ESI法:常圧(大気圧)下において、キャピラリーから放出される液体試料が電圧によって液滴となり、タンパク質のような生体高分子や高極性低分子化合物などをイオン化する方法

3 誤
塩素の安定同位体は、整数原子量が35(35Cl)と37(37Cl)のものがほぼ3:1で存在するため、本薬物のように塩素を2分子含む同位体ピーク(分子イオンピークをMとすると、M、M+2、M+4)は、強度比約9:6:1で観測される。
なお、臭素の安定同位体は、整数原子量が79(79Br)と81(81Br)のものがほぼ1:1で存在するため、臭素を2分子含む同位体ピーク(分子イオンピークをMとすると、M、M+2、M+4)は、強度比約1:2:1で観測される。

4 誤
重水素(2H)は安定同位体であるため、放射性を有しない。
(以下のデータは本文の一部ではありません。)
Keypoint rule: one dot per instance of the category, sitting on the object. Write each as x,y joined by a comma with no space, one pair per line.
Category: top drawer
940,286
そのため、重水素標識体を用いても使用場所に制限はない。

5 正
タンデム型質量分析計とは、2台の質量分析計を接続した質量分析計である。タンデム型質量分析では、1台目の質量分析計でプリカーサーイオン(前駆イオン)を選択し、2台目の質量分析計でプリカーサーイオンから生成するプロダクトイオンを検出する。よって、タンデム型質量分析を行うと、プリカーサーイオン(前駆イオン)を選択することができるため、特定のイオンの構造解析が可能となる。